I decided to find a breezy spot somewhere safe.
Ha! Amateur! 
Returning from a walk in the rainforest(I had been
told that it was always much cooler there.)
I put away the umbrella(just in case ticks or other biting
or stinging insects pounced on me) and then sat down
to pull off my gum boots.
Looking at my feet after I having pulled off my boots,
I noticed that they were covered in blood and a
bunch of leeches.
Remembering someone telling me to put salt
on leeches to make them let go, I somehow made my
way to the kitchen, grabbed a saltshaker and started
pour salt on the bloodsuckers.
One by one they fell off and bravely I scooped
them up and flushed them down the toilet.
(From then on I always carried a saltshaker with me
when I went for a walk in the rainforest.)
As time passed and I learned to adapt to the many
''dangers'' that was part of living in Australia, I grew
to love it. 
I applied for and was given a permanent visa,
I worked in my folk's restaurant, learned how to drive,
bought a car and started to drive off the mountain and
down to the beach as often as I could.
I made some friends and moved in to a share-house
with a young couple
who lived in a house barely 100 meters from the beach.

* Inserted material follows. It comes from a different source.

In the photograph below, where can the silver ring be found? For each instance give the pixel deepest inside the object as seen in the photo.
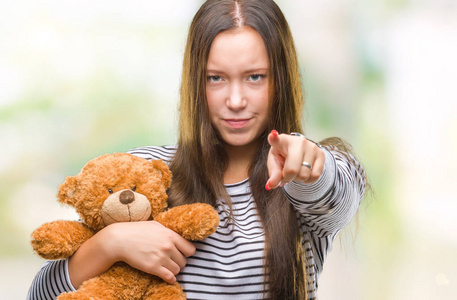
(306, 164)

Nick surfed and made surfboards and Rita made clothes.
Every morning they would head down to the ocean for
a surf and I would come along for a swim.
For me, the Pacific Ocean was beautiful, inviting and
''safe'' in difference to ''land'', which seemed just riddled
with an endless offering of stinging, biting and potentially
deadly ''critters''.
Safe? Did I say the ocean was safe? 
Wrong.
None of my surfing friends seemed bothered about
sharks, stone fishes, jellyfishes or stingrays, so I assumed that
I was quite safe body surfing the white-wash.
Wrong again. 
One morning, happily surfing the white-wash
I suddenly noticed a bunch of my friends standing on the
 beach waving, shouting and flailing their arms about.
I thought they were just fooling around until I clearly
heard the words: GET OUT!!!!!!!!!
Having just swum out past the break I stopped swimming,
started to tread water and had a look around me.
I was totally surrounded by Compass jellyfish.
(Very nasty, potentially dangerous.)
Somehow, I managed to get out of the water 
without being stung. (Don't know how, it's still a
mystery.)
I have since been stung many times by another nasty
 jellyfish called ''Blue bottle'', but here's the thing;
I still love Australia and call it ''home''.

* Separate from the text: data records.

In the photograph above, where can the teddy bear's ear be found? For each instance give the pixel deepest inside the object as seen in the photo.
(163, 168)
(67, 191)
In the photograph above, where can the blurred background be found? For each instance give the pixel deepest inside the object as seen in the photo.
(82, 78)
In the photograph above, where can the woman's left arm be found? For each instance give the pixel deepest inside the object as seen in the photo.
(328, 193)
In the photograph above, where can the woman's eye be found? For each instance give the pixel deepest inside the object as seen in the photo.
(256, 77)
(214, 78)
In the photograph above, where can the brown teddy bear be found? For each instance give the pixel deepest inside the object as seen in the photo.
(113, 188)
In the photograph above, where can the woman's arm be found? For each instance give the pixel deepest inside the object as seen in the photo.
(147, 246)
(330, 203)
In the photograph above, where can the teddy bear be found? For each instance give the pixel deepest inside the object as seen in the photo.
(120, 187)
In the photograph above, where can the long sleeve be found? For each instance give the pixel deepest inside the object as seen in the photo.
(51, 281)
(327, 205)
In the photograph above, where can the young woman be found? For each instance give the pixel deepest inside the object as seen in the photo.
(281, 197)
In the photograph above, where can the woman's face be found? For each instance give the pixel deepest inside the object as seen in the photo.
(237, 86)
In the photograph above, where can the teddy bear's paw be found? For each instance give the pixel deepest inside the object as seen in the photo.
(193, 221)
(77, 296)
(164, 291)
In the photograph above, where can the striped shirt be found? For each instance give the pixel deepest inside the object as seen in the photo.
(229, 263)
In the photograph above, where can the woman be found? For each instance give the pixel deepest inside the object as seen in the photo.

Australia, some reckon, is a ''deadly'' country
not made for the faint hearted.
Whether on land, in the water, or in the air....
it seems danger awaits us.
Here's the thing though, it is also a country
with golden sands, crystal blue waters, open
spaces, night skies sparkling with millions of stars,
and a nature inhabited by flora and fauna found
nowhere else.
Australia also has
a living culture created by a people who have nurtured 
and looked after country for thousands of years
and for whom the term ''deadly'' means excellent.

Putting some rubbish in my rubbish bin one
morning I suddenly came face to face with
this spider.
And yes, this is the real size.
And no, they can bite but seldom do so.
It did however give me a bit of a fright when
it was two centimeters away from my eyeball!

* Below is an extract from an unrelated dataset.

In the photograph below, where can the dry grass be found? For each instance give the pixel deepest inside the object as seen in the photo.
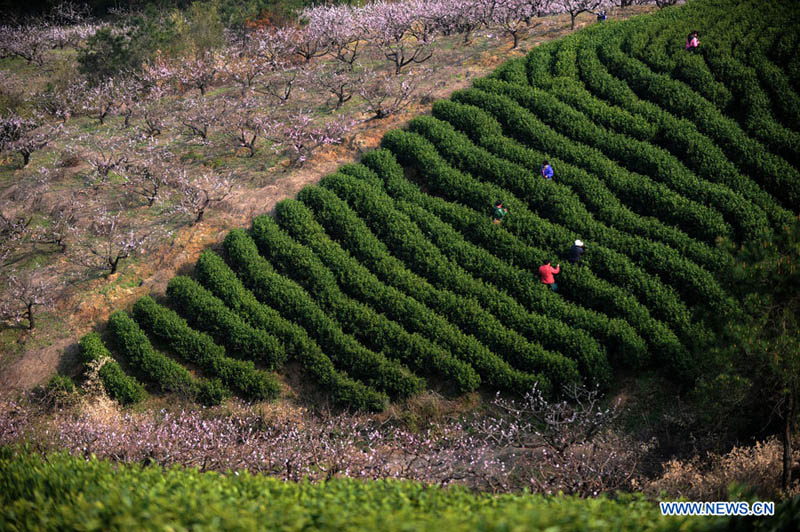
(757, 467)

About the images: top: water colour on paper
''Lovecraft's Jellyfish''
above: water colour on paper

Tuesday 5 November 2024

Unconditional love.......is there such a thing



Some say that love is of paramount importance
for all human beings.
Some say that human beings are born with
with an instinctual capability to love and to be loved.
Some say that love is an inherent human trait,
biological in nature and with mechanisms that makes
it possible for us to be compassionate, caring, and
nurturing toward each other.
Some say that love like many other emotions/feelings,
 is able to bring joy and elation, but also pain and suffering.
Some say that most kinds of love comes with an element
of risk.
The risk of rejection, loss, grief, disappointment
 and unfulfilled expectations.

''Loving can cost a lot, but not loving always costs
more, and those who fear to love often find that
want of love is an emptiness that robs the joy
from life.''
(Merle Shain)

Some say that motherly love is the strongest
and purest type of love of all......
Some say that motherly love, whether reciprocated or not 
is foremost concerned with her offspring's
well-being, needs and safety.
However, some do ask........is this really true for all mothers
 or is this perhaps a cultural trope(figure of speech)?
The way we view motherly love, is it not perhaps
highly influenced by our own lived experiences and
the culture in which we grew up?
Actually, come to think of it, how we view love,
any kind thereof, as far as I can ascertain
is probably also highly influenced by our own lived experiences 
and the culture in which we grew up (and maybe still are).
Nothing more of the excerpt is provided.